Note that for a collateral asset beyond its maturity the formula remains intact with the difference that the input underlying/collateral exchange rate is fixed, i.e.
$x_{u→c} = 1e^{18}$
.

#### profitAtMaturity for a levered deposit

$g = w - u$
where
$w$
is the estimated underlier amount withdrawn at maturity (i.e. with an input of
$x_{cu} = 1e^{18}$
and
$\Delta c = c$
) and
$u$
is the deposited underlier amount.
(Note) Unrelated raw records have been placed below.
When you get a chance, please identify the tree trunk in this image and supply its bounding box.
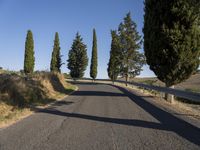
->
[126,75,128,86]
[165,85,174,103]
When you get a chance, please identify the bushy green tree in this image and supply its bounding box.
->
[50,32,62,72]
[67,33,88,78]
[90,29,98,80]
[118,13,145,84]
[24,30,35,74]
[143,0,200,87]
[107,30,121,82]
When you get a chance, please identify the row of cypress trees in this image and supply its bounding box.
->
[108,0,200,101]
[107,12,145,84]
[24,29,98,80]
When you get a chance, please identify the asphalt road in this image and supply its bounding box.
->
[0,83,200,150]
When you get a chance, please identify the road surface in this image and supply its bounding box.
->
[0,83,200,150]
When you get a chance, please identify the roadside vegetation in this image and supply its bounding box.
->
[0,72,76,126]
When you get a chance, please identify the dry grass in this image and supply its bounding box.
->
[131,73,200,92]
[0,72,76,127]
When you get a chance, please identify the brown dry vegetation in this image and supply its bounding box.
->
[132,73,200,92]
[0,72,75,126]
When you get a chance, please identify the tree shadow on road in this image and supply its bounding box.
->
[40,86,200,145]
[71,91,126,96]
[115,86,200,145]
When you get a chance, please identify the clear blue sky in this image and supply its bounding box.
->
[0,0,154,78]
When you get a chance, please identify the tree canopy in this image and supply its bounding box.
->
[90,29,98,79]
[24,30,35,74]
[67,33,88,78]
[143,0,200,86]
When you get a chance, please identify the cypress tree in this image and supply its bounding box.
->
[90,29,98,80]
[67,33,88,78]
[24,30,35,74]
[107,30,121,82]
[143,0,200,87]
[50,32,62,72]
[118,12,145,85]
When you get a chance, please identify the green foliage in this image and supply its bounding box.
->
[67,33,88,78]
[24,30,35,74]
[108,13,145,81]
[143,0,200,86]
[118,13,145,80]
[90,29,98,79]
[107,31,121,81]
[50,32,62,72]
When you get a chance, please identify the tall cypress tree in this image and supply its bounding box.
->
[143,0,200,87]
[50,32,62,72]
[118,12,145,84]
[90,29,98,80]
[67,33,88,78]
[24,30,35,74]
[107,30,121,82]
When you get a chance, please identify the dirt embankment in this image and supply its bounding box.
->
[0,72,75,127]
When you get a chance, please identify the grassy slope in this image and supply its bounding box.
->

It is further assumed that the collateral token can be redeemed for underlier tokens at a rate of
$x_{cu}=1e^{18}$
.

#### yieldToMaturity for a levered deposit

$y_{\text{maturity}} = \begin{cases} \frac{(u + g)1e^{18}}{u} - 1e^{18} &\text{if}\quad u>0 \\ \infty &\text{else} \end{cases}$
where
$u$
is the deposited underlier amount and
$g$
is the estimated profitAtMaturity.

#### yieldToMaturity to annualYield

$y_{\text{year}} = \begin{cases} (1e^{18}+y_{\text{maturity}})^{\frac{31622400}{T-t}}-1e^{18} & \text{if } t < T \\ 0 &\text{else} \end{cases}$

#### Minimal amountOut for a max slippagePercentage
$a_s = \frac{a(1e^{18}-s_\text{percentage})}{1e^{18}}$
$a$
is the estimated amountOut without accounting for slippage.